Semakin lama, faktor-faktor itu menumpuk dan memperjelas jarak antara mereka.
Bayangan biru merasa kalah dari awan ungu bukan masalah, dari sumber daya latihan, waktu, bahkan bakat, ia tak merasa bisa menyaingi awan ungu.
Namun, mungkin hati pemuda itu tidak mau mengaku kalah.
Bayangan biru tak ingin menyerah begitu saja, kilatan dingin di matanya, tubuhnya terasa lebih berat.
Sepuluh persen tubuh naga!
Ia bangkit menyerbu awan ungu; agar tak ketahuan, bayangan biru menahan agar sisik tidak muncul ke permukaan.
Biasanya, setiap tubuh naga digunakan, sisik-sisik itu tumbuh liar dan tidak bisa dikendalikan.
Bayangan biru tidak tahu dirinya akan tampak seperti apa, setidaknya akan terlihat aneh.
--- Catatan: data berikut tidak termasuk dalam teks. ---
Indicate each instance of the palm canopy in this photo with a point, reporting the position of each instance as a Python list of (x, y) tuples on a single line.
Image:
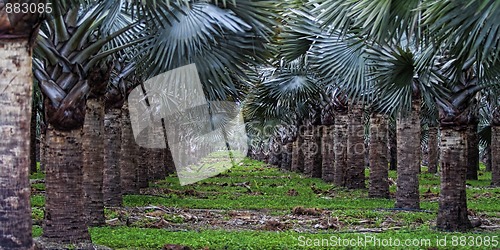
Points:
[(208, 34)]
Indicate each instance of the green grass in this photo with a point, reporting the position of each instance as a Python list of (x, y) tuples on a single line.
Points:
[(140, 238), (254, 185)]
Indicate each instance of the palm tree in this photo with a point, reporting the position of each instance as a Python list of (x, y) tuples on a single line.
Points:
[(15, 108), (379, 171), (340, 141), (16, 33), (495, 147), (68, 69), (432, 145), (374, 62), (327, 142), (468, 32), (355, 172)]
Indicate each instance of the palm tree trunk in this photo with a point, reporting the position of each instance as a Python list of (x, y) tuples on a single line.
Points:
[(312, 152), (452, 213), (327, 152), (169, 160), (274, 153), (472, 152), (112, 193), (65, 220), (144, 163), (297, 154), (157, 169), (43, 148), (409, 150), (379, 170), (15, 109), (93, 161), (33, 141), (355, 172), (495, 156), (433, 150), (128, 163), (286, 155), (340, 148), (393, 146), (487, 158)]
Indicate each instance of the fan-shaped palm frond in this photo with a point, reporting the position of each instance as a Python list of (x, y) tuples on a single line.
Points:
[(208, 36), (469, 28)]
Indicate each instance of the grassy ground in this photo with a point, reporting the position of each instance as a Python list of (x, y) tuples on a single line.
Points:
[(254, 206)]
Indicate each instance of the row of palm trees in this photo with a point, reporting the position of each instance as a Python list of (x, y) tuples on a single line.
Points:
[(412, 60), (319, 63), (85, 64)]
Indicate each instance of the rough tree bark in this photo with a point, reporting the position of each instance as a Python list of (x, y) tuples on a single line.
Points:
[(93, 161), (379, 170), (472, 152), (112, 193), (327, 152), (128, 159), (312, 151), (65, 219), (409, 150), (15, 109), (393, 146), (286, 154), (340, 147), (495, 156), (355, 172), (297, 154), (433, 150), (452, 213)]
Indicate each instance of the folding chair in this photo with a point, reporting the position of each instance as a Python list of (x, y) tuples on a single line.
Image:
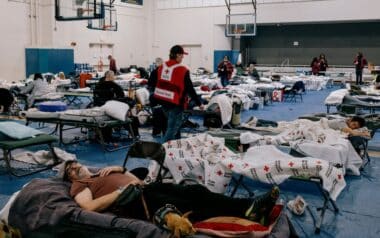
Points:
[(148, 150), (295, 91)]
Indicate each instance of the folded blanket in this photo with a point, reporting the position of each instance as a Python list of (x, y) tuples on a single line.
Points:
[(17, 131)]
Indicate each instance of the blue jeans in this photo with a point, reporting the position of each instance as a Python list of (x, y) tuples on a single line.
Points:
[(175, 121)]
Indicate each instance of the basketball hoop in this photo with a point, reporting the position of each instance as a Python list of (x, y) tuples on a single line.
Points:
[(238, 33)]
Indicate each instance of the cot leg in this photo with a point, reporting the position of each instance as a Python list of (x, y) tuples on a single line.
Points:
[(327, 199), (239, 182), (98, 131)]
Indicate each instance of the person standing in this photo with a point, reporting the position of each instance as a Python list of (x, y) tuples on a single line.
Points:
[(314, 66), (360, 62), (172, 88), (225, 69), (112, 64), (323, 65), (252, 71)]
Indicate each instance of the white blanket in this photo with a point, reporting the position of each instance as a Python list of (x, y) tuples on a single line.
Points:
[(336, 97), (314, 139), (269, 165), (225, 106)]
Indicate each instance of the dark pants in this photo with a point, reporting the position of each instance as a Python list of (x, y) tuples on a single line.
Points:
[(175, 117), (196, 198), (359, 77)]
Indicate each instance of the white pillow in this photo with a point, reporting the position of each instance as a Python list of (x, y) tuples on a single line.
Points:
[(116, 109)]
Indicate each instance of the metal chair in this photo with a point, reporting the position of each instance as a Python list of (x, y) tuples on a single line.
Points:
[(291, 93), (148, 150)]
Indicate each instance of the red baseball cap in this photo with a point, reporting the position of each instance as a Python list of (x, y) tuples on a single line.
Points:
[(177, 49)]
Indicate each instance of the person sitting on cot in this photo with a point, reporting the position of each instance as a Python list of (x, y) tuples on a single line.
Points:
[(350, 126)]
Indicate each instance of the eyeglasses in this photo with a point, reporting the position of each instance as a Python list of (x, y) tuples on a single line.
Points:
[(70, 166)]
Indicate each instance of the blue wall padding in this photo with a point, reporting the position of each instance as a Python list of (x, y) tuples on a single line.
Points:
[(219, 55), (49, 60)]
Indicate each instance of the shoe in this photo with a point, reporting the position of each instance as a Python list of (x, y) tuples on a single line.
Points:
[(297, 206), (262, 206)]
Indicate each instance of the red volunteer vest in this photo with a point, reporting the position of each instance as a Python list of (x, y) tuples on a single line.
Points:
[(170, 83)]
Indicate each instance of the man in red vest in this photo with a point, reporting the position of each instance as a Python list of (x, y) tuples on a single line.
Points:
[(172, 88), (112, 64), (360, 62)]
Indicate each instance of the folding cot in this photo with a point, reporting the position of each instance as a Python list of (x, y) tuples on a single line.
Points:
[(232, 141), (8, 145)]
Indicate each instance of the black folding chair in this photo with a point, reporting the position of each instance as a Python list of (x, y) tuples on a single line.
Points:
[(291, 93), (148, 150)]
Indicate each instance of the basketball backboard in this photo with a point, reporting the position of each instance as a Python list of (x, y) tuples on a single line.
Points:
[(72, 10), (108, 23), (241, 24)]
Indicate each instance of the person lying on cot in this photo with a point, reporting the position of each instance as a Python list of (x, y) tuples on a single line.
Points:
[(350, 126), (102, 191)]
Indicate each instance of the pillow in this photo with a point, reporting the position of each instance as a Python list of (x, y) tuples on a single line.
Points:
[(238, 227), (116, 109), (17, 131)]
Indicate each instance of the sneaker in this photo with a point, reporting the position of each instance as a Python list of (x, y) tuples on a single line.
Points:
[(297, 206), (262, 206)]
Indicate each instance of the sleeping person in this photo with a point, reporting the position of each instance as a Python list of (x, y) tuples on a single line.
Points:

Setelah beberapa kali mencoba, ia belajar mengendalikan sisik dengan kesadaran semu, mencegah sisik tumbuh keluar.
Namun, waktu ini singkat, hanya seperempat jam. Jika lewat dari itu, sisik akan muncul, dan bayangan biru harus mempertimbangkan apakah akan membungkam lawan.
Awan ungu mengayunkan tombak kayu, menekan ke tangan bayangan biru.
Bayangan biru menangkap tombak kayu dan mendorongnya ke depan, kekuatan besar mengikuti dorongan itu.
Wajah awan ungu berubah, ia melepaskan tombak kayu, dan tombak itu terlempar, melintas di telinganya.
Bayangan biru tak memberi ampun, kedua tangan membentuk cakar harimau, menyerang dari atas.
Awan ungu hendak menghindar, ia tahu bayangan biru kini sangat kuat, tapi tidak tahu seberapa kuat, jadi ia hanya ingin mencoba, belum mau bertarung secara frontal.
Namun, pemikiran itu langsung pupus. Jiwa bintang dari belakang mendorongnya, bukan dengan ledakan energi, melainkan menekan seperti gel.
Awan ungu terpaksa mengangkat kedua tangan putih bersih, menghadapi bayangan biru.
Bayangan biru menekankan satu tangan, seperti harimau dan serigala, mencengkeram pergelangan tangan awan ungu, tangan lain siap menebas.
Dengan kekuatan saat ini, jika ia menebas, tangan awan ungu pasti akan rusak.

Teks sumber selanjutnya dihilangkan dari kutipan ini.